Canvas had their second funded video “Sunday”. From memory, it was the band playing the song in a house, going for a lazy-Sunday vibe.
Carmen Steele “Believe In Me”
Kiwihits noted that Carmen Steele‘s song “Believe In Me” was a “reaction to media coverage of the tragic incidence of child abuse in New Zealand” and that the production make it “one of the year’s most evocative songs”. It was Carmen’s only NZOA funding.
Garageland‘s “Highway” is a cheerful ode to road-tripping, and other pleasures. Nga Taonga describe the video as, “Footage from the road – including the Capitol Records – and on stage on a US tour by Garageland.”
GST, the early incarnation of Opshop, have the song “Put Up A Fight”. Most significantly, it was the making of this video that inspired Jason Kerrison to build his apocalypse shelter. As Jason told Salient, the video was filmed at his landlord’s “monolithic dome structure”, which inspired him to build his own.
PA Styles “Summer Breeze”
PA Styles were twins Naomi and Sharlene Sadlier. “Crowds are drawn to P.A Styles like moths to a flame,” claimed a Southgate Entertainment press release, creating an image of crowds of people madly running around PA Styles. “Summer Breeze” was their only funded video.
Director: Rongotai Lomas
Purrr‘s final funded video was “Oxygen”, but I’m not entirely sure if a video was actually made. Oh well, it was nice knowing you, three-piece girlband.
D-Super “The Moths”
D-Super go for a janglier, poppier sound for “The Moths”. It was their third and final NZ On Air-funded music video.
Meno Panteboy “Any Kinda Weather”
Meno Panteboy were an Auckland group made up of musicians who’d previously worked with artists such as Che Fu, Greg Johnson, Nathan Haines and John Rowles. “Any Kinda Weather” was a bFM hit. (In case you’re wondering, panteboy is the Greek transliteration of rendezvous and is another name for a coffee house.)
Slim have their final NZOA-funded video “Crumbling”, an upbeat song about someone who is struggling with drink and drugs.
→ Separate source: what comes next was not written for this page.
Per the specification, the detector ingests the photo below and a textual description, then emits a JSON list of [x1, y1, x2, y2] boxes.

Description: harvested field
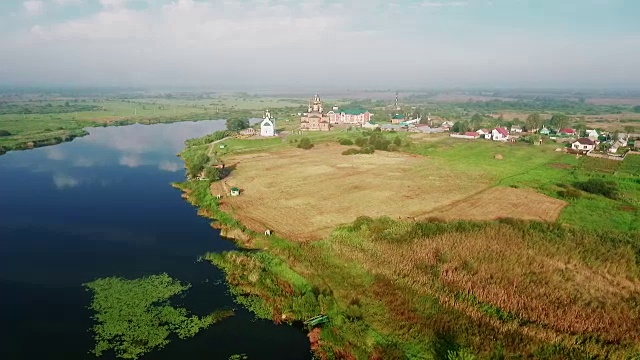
[[427, 187, 567, 221], [211, 145, 491, 241]]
I’m disappointed that Aaria‘s “Cry No More” video isn’t online. The slick bilingual pop vocal group had a top 10 hit with this single, but it was to be their last. From memory, the video had a similar vibe to the Spice Girls’ “2 Become 1” – all city-at-night cool.
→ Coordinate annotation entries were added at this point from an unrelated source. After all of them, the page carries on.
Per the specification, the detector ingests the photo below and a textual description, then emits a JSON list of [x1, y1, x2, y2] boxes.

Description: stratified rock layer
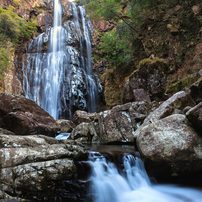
[[0, 93, 58, 135], [0, 135, 85, 199], [137, 114, 202, 174]]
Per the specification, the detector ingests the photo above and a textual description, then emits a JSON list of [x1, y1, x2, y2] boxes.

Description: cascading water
[[23, 0, 102, 119], [89, 152, 202, 202]]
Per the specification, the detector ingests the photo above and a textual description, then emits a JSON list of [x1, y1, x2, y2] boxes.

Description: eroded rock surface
[[71, 102, 151, 144], [137, 114, 202, 174], [122, 58, 167, 103], [0, 93, 58, 135], [0, 135, 85, 199], [186, 102, 202, 134]]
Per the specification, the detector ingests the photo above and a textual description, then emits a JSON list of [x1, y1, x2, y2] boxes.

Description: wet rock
[[134, 91, 195, 138], [122, 58, 167, 103], [73, 110, 97, 125], [0, 135, 85, 200], [137, 114, 202, 175], [56, 119, 76, 133], [70, 122, 100, 143], [188, 77, 202, 104], [98, 102, 149, 144], [143, 91, 195, 125], [186, 102, 202, 136], [71, 102, 151, 144], [0, 93, 58, 135], [64, 21, 79, 46]]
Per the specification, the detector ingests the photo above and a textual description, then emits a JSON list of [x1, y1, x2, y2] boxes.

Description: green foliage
[[0, 8, 37, 44], [86, 0, 125, 21], [0, 48, 10, 79], [166, 77, 194, 94], [100, 31, 131, 64]]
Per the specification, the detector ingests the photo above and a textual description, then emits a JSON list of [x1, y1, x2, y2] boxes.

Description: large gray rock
[[73, 110, 97, 125], [56, 119, 76, 133], [0, 93, 58, 135], [0, 135, 85, 198], [139, 91, 195, 126], [188, 77, 202, 104], [186, 102, 202, 136], [71, 102, 150, 144], [70, 122, 100, 143], [137, 114, 202, 174]]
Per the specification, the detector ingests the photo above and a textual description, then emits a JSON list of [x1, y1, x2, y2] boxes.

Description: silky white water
[[89, 152, 202, 202], [23, 0, 102, 119]]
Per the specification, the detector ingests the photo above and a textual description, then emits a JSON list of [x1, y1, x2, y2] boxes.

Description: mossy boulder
[[122, 58, 168, 103], [166, 77, 194, 94]]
The Relaxomatic Project “At The Onset”
There’s no sign of the final video “At the Onset” from Auckland groovsters the Relaxomatic Project.
I’m not sure if Garageland actually made a video for “Crazy”, but it’s worth celebrating as it was their last lot of video funding. They had a total of 15 videos funded over seven years, which is an impressive rate. From the low-budget fun of the early years to the more sophisticated vids of later years, Garageland made good use of the medium of music video.
Lavina Williams “So I Cry”
The “V” in Ma-V-Elle, Lavina Williams went solo with “So I Cry”. In 2006 Lavina made it to the final 12 of Australian Idol, following younger sister Emily who placed second in the 2005 series.
According to the bio on Amplifier, Michelle Kazor‘s debut single “In This Life” was the “highest charting song from an unsigned act ever on radio” – but that’s referring to a radio plays chart, not the singles chart. I’m not totally sure if this video ended up having NZ On Air funding, but it’s in the Nga Taonga archive, nonetheless.
There were two non-funded videos that made a significant impact in 2001. One was the Deceptikonz‘s “Fallen Angels”, the other was Blindspott‘s debut “Nil By Mouth”. It was self-funded and made with a budget of a mere $800. With a solid song behind it and a great scream-along chorus, it proved a popular hit and won Breakthrough Video Artist at the Juice TV awards and launched Blindspott as alternative metal heroes. (There’s a slightly-higher-budget alternative version, but it’s not as much fun as the original.)